German Defense Minister Christine Lambrecht said at the conference that, “We decided yesterday that we will support Ukraine with anti-aircraft systems … which is exactly what Ukraine needs now to secure the airspace from the ground.”
“We are working together with our American friends in training Ukrainian troops on artillery systems on German soil,” she added. Ukrainian troops will travel to Germany to train on the system.
Although it is no longer a frontline system, the fact that Germany is furnishing the Gepard to Ukraine is significant as it is the first time that Germany is furnishing heavy weapons to the Ukrainians.
The Germans had a decades-long policy of not furnishing lethal weapons to a war zone. Prior to this the Germans had only supplied humanitarian aid and medical supplies to Ukraine.
This reversal was a major step as the Germans are now committed, with NATO to supply the Ukrainians with whatever their needs are to defend itself against the Russian invasion that has stretched into its third month.
“We have delivered whatever is possible from the stocks of the Bundeswehr. Whatever Ukraine needs and whatever we have agreed with our allies, we will deliver,” Lambrecht said.
The Germans have vowed to start spending more cash on their national defense. They recently announced that they will by 35 of the American-made F-35 fighters that will replace Germany’s aging fleet of Tornados.

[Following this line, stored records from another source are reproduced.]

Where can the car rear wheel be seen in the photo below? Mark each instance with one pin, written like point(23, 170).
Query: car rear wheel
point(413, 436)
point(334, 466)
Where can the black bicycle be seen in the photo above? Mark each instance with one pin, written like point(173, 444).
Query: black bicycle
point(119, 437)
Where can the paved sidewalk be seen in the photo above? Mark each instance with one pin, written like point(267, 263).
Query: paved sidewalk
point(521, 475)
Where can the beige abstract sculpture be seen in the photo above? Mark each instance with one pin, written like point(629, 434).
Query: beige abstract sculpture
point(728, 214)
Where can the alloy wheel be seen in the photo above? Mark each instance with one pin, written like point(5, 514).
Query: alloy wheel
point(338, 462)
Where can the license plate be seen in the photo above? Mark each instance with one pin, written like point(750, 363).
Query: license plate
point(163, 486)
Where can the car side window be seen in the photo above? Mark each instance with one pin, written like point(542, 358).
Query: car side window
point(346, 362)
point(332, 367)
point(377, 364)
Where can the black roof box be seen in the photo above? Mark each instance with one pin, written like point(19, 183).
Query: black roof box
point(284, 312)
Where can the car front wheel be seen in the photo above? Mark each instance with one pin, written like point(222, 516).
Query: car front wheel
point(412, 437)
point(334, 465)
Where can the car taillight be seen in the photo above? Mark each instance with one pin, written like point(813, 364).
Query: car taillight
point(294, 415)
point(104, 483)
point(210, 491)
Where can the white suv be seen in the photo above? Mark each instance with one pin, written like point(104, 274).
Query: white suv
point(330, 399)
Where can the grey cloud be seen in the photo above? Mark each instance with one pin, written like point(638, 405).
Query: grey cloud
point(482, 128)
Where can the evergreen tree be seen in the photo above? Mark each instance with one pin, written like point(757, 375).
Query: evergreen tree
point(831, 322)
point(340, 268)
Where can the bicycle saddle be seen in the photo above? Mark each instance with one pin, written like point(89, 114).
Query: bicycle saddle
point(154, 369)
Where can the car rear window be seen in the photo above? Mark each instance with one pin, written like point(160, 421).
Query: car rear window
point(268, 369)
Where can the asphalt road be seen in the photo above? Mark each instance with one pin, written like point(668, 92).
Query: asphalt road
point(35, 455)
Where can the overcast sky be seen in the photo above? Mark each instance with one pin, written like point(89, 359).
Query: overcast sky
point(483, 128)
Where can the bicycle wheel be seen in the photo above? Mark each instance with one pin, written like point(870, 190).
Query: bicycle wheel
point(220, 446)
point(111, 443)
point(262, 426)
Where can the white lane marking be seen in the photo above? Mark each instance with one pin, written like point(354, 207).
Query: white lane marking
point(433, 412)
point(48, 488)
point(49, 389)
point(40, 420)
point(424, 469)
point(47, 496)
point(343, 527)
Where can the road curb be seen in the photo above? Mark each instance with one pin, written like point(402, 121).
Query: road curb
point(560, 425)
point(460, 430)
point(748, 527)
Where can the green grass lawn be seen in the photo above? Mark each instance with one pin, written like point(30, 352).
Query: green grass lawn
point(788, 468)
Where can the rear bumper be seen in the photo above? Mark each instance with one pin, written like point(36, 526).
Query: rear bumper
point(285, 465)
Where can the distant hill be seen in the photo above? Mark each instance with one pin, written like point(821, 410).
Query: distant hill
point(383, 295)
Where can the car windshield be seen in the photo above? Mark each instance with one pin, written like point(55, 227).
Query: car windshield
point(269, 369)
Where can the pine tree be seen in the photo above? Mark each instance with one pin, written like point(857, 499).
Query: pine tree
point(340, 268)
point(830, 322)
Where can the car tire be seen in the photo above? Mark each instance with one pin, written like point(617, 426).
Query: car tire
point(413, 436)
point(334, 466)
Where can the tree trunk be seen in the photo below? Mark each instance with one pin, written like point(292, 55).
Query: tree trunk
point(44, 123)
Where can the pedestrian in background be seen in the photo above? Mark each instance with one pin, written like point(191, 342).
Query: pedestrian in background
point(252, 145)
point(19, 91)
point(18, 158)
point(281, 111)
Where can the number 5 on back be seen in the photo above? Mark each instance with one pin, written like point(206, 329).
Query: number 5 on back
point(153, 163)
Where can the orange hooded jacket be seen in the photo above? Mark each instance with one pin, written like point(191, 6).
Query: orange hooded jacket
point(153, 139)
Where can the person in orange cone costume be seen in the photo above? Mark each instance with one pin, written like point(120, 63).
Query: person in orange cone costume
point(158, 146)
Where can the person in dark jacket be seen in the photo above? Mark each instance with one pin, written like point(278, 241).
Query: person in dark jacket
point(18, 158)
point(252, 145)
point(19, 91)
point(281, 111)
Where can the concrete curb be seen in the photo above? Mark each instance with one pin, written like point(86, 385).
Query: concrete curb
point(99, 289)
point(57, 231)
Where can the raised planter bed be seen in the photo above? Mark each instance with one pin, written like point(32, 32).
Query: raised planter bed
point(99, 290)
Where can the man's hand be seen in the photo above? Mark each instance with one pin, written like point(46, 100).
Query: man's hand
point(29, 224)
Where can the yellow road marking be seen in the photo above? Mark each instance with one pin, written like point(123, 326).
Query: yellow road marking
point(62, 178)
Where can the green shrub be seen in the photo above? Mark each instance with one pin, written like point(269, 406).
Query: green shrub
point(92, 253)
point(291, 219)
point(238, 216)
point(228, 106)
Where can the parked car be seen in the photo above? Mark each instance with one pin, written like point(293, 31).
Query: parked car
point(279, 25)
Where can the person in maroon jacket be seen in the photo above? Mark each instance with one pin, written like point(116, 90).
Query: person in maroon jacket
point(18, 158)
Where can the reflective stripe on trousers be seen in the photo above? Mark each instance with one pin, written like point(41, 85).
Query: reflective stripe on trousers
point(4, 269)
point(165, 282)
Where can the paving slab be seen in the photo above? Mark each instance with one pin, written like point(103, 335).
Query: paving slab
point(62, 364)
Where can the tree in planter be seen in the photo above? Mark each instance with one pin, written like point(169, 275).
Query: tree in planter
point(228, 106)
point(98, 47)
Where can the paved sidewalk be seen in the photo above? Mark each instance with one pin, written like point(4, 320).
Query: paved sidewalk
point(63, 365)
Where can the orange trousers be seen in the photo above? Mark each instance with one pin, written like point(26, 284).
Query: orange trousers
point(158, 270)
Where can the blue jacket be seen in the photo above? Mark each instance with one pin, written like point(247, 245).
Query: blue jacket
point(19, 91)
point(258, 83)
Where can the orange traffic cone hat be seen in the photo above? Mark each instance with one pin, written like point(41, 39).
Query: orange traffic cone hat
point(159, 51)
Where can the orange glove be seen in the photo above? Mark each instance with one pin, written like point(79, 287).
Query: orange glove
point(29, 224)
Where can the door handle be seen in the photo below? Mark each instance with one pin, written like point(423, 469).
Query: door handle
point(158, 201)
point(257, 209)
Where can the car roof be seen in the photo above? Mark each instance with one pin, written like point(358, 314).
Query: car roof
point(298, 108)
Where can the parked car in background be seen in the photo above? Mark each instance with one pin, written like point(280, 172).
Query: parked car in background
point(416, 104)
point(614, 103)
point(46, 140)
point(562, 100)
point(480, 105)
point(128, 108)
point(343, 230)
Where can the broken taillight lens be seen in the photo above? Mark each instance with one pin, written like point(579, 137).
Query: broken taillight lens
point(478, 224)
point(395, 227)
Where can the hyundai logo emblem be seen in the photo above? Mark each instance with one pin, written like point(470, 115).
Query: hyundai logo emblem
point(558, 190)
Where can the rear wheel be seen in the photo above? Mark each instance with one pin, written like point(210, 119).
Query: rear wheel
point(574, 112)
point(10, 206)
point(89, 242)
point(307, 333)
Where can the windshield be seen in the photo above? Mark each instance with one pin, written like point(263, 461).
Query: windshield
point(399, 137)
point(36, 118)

Background on the Gepard Anti-aircraft System:
The “Gepard” (German for Cheetah), is made by Krauss-Maffei Wegmann, and since 2010, are no longer in the inventory of the German armed forces, as it ws replaced by Wiesel 2 Ozelot tankette, but the manufacturer has kept a number in its own stocks. The Gepard was designed in the 1960s, was fielded in the 1970s, and then was upgraded several times to keep it in service until 2010.
The Gepard was placed on the hull of the Leopard 1 main battle tank with a large fully rotating turret carrying the armament—a pair of 35mm Oerlikon KDA autocannons with two radar dishes—a general search radar at the rear of the turret and a tracking radar, and laser rangefinder, at the front between the guns. Each of the guns has a firing rate of 550 rounds per minute, which gives the system a continuous fire time of 37 seconds before running out of ammunition as each gun carries 680 rounds.
The KDA 35mm guns have a muzzle velocity of 4,700 feet per second firing FAPDS (Frangible Armour Piercing Discarding Sabot rounds), giving an effective range of 3.4 miles or 5.5 kilometers.
Since the 1980s, the Germans have had Stinger teams accompany the Gepard units and the Ukrainians may opt to do the same since Germany is furnishing the Ukrainian military with Stingers as well.
Conference Attended by Dozens of NATO Allies:
The conference at Ramstein AFB was not a “NATO conference” per se, as countries that are not in the alliance were invited. US Defense Secretary invited over 40 countries to the conference.
The purpose of the conference was “to help Ukraine win the fight against Russia’s unjust invasion and to build up Ukraine’s defenses for tomorrow’s challenges,” Austin said as he opened the meeting.
“As we see this morning, nations from around the world stand united in our resolve to support Ukraine in its fight against Russia’s imperial aggression,” Austin said.
Austin also acknowledged Germany’s shift in policy and welcomed their decision to supply the Gepards to Ukraine. “I wanted to especially welcome a major decision by our German hosts,” he said.
“And yesterday, of course, the British government announced that it will provide Ukraine with additional anti-aircraft capabilities,” Austin added. “And today, Canada announced that it will send Ukraine eight armored vehicles,” he added.